Cumhurbaşkanı Yardımcısı Cevdet Yılmaz, Orta Vadeli Program (OVP) hazırlıkları kapsamında, İstanbul Finans Merkezi’nde (İFM) finans dünyasının temsilcileriyle bir araya geldi.
Toplantıya, Türkiye Bankalar Birliği Yönetim Kurulu ve Ziraat Bankası Yönetim Kurulu Başkanı Alpaslan Çakar, Vakıflar Bankası, Türkiye İş Bankası, Halk Bankası, Türkiye Garanti BBVA, Yapı ve Kredi Bankası, Akbank, QNB Finansbank, Denizbank, Türk Eximbank, Türk Ekonomi Bankası ve Türkiye Sınai Kalkınma Bankası temsilcileri katıldı.
Yılmaz, finans sektörünün birçok alanda ciddi potansiyele sahip olduğunu söyleyerek, “OVP çerçevesinde en önemli beklentilerimizden bir tanesi tasarruf oranlarımızın arttırılması, cari açık dediğimiz mesele de büyük oranda bununla ilgili. Bir ülkedeki toplam yatırımları, toplam tasarrufunuzla finanse edemiyorsanız dış finansmana ihtiyacınız oluşuyor. Dış finansman dediğimiz de bir anlamda cari açığa tekabül ediyor. Dolayısıyla kalkınmakta olan bir ülke olarak yatırımları düşürmeyi değil tasarrufları artırmayı hedeflemek durumdayız. Dengeyi sağlarken esas yapmamız gereken, gelişmek, sosyal refahı artırmak zorunda olan bir ülke olarak yatırımları düşürmek değil, tasarrufları artırmak ve yatırımları sağlıklı tasarruflarla, kaynaklarla desteklemektir. Dolayısıyla OVP çerçevesinde cari açığı aşağıya düşürerek, sürdürülebilir bir büyüme perspektifini güçlendirmek bakımından finans sektöründe tasarruf oranlarını artırmak bizim için çok çok kıymetli” dedi.
‘YAPISAL REFORMLAR DA ÇOK KIYMETLİ’
Yılmaz, OVP’yi üç sac ayağı üzerine inşa ettiklerine işaret ederek, şöyle devam etti:
“Birincisi mali disiplin. Son dönemlerde yaşadığımız büyük bir felaket var, deprem meselesi var. Depremin tek seferlik etkileri hariç, bütçe açığının milli gelire oranını AB standartlarında sürdürme perspektifimiz var. Diğer taraftan parasal politikalar, para politikamızın para çerçevesi yine OVP’de yer alacak. 2026 perspektifinde hazırlayacağımız OVP’nin hedefi tek haneli enflasyona ülkemizi kavuşturmak.

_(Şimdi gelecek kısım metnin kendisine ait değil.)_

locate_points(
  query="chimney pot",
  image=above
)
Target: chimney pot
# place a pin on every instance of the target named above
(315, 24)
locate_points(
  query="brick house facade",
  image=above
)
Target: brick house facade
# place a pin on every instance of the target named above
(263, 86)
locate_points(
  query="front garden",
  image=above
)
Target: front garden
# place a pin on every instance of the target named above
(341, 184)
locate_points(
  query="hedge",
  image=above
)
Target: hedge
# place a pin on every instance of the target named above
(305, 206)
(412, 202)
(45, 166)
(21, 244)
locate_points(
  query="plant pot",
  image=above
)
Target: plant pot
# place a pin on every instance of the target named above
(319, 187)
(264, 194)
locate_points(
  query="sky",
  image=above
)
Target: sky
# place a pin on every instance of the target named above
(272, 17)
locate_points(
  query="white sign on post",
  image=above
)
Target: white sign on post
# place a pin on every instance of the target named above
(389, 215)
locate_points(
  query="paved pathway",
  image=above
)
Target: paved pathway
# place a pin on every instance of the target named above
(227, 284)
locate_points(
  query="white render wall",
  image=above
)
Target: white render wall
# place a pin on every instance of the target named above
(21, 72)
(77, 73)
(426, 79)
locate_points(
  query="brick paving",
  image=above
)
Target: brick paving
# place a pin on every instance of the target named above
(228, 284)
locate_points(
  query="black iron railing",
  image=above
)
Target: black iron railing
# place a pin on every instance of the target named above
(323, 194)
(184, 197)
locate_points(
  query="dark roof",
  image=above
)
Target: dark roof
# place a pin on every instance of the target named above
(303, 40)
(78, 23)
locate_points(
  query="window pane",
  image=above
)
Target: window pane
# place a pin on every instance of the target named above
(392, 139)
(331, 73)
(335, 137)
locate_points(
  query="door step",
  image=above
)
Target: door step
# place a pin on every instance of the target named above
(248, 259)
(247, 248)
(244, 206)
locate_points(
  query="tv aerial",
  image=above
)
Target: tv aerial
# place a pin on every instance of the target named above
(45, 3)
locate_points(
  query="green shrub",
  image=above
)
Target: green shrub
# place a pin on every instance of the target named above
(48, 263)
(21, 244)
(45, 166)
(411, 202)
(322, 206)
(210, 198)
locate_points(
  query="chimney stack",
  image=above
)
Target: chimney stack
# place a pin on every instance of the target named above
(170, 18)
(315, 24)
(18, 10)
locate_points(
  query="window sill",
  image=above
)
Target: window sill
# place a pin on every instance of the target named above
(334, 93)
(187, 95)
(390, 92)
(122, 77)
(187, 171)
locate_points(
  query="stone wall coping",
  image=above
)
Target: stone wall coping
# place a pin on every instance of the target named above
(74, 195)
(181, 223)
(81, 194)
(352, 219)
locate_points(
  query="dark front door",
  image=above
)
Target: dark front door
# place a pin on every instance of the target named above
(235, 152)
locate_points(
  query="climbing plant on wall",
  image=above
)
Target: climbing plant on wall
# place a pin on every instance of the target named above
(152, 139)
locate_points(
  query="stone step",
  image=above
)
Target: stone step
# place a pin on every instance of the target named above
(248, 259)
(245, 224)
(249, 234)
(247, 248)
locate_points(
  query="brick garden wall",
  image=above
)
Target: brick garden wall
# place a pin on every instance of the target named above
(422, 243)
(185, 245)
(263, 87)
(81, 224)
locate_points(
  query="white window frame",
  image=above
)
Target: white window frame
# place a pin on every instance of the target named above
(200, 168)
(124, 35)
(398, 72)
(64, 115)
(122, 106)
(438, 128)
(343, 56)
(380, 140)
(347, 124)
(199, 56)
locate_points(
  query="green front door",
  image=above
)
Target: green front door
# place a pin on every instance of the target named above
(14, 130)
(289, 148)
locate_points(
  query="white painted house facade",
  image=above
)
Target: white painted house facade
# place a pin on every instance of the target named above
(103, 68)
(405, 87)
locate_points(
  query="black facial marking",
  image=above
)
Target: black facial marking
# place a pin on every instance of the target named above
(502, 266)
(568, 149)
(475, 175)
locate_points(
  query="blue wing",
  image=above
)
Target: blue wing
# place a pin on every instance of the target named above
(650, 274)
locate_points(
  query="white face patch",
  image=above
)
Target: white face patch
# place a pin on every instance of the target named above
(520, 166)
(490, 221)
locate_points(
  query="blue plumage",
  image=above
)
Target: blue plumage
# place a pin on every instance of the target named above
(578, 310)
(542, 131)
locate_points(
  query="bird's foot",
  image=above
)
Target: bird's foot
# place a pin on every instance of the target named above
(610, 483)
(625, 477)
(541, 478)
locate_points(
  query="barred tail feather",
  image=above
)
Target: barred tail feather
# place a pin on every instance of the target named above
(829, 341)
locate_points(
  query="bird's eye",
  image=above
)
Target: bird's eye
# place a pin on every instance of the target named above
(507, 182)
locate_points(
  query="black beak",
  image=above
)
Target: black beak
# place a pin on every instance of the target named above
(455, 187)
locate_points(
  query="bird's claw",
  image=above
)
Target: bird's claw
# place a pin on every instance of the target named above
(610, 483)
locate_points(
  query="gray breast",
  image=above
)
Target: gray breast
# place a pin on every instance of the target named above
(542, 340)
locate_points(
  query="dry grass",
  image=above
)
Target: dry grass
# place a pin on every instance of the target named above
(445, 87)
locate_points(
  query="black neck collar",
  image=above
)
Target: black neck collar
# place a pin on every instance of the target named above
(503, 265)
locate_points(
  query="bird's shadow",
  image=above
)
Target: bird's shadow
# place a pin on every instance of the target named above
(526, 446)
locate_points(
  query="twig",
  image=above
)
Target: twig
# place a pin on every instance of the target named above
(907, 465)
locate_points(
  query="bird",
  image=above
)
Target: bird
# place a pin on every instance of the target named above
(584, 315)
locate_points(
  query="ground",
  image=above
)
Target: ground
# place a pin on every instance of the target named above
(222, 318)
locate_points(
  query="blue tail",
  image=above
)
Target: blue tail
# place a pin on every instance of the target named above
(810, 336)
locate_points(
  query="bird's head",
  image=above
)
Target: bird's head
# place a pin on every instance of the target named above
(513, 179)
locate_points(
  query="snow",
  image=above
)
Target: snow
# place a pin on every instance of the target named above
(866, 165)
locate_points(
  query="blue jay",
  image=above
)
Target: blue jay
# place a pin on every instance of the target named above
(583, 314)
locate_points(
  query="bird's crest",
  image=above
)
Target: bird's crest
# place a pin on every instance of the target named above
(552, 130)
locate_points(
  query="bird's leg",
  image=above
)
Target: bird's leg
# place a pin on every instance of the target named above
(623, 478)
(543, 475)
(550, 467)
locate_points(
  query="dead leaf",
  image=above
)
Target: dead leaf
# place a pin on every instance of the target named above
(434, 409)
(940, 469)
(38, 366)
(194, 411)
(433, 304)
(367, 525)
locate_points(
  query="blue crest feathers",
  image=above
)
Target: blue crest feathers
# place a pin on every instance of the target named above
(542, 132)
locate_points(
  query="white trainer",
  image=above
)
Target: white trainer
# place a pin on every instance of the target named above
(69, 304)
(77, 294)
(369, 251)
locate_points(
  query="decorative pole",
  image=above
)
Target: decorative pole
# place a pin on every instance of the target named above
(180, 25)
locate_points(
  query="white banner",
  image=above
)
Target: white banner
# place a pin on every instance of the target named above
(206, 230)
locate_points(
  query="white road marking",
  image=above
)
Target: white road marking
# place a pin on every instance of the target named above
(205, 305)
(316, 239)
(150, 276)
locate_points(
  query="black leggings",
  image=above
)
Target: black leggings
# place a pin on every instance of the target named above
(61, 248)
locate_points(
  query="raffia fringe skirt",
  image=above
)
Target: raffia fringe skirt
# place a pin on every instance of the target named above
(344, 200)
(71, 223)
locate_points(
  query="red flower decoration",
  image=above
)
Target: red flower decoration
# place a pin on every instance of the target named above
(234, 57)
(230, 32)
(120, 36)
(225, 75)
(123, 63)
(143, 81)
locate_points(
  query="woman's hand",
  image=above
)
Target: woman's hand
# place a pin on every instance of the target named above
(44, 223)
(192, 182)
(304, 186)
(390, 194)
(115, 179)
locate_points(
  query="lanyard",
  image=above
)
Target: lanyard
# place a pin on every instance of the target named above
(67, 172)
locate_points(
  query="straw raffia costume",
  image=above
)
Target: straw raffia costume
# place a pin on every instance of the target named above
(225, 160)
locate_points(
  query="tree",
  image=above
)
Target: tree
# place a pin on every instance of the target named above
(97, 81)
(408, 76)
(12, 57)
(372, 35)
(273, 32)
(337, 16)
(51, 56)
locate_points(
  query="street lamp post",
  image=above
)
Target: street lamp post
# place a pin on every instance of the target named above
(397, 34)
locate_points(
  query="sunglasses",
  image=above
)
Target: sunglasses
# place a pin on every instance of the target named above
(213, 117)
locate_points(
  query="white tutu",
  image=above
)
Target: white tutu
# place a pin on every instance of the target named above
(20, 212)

Bu çerçeveyi Merkez Bankası’yla birlikte hükümetimiz, hedef birliği içinde ortaya koyacaktır. Aşama aşama, sabırla doğru politikaları takip ederek, bu hedefe hep birlikte ulaşacağımıza yürekten inanıyorum. OVP’nin üçüncü bir ayağı var yapısal reformlar. Yapısal reformlar da çok kıymetli. Yapısal reformlarda iki etki var. Bir tanesi orta vadeli somut etkiler. İkincisi de beklenti kanalıyla kısa vadeli etkiler, her ikisini de önemsiyoruz. Yapısal reformlar yapabilen ülkeler orta vadede somut değişimler yapabildikleri gibi, kısa vadeli olarak da beklentileri güçlendiren ülkelerdir.”
Bu her üç konuda finans kesiminin önemli öneri ve tavsiyeleri olacağına inandığını dile getiren Yılmaz, ‘geçiş sürecinde olduklarını, belli politikalarda güncellemeler gerçekleştirdiklerini ve bu geçiş sürecinde de sistemin iyi işlemesinin, tek tek aktörlerin pozisyonlarının önünde olması gerektiğini düşündüklerini’ belirtti.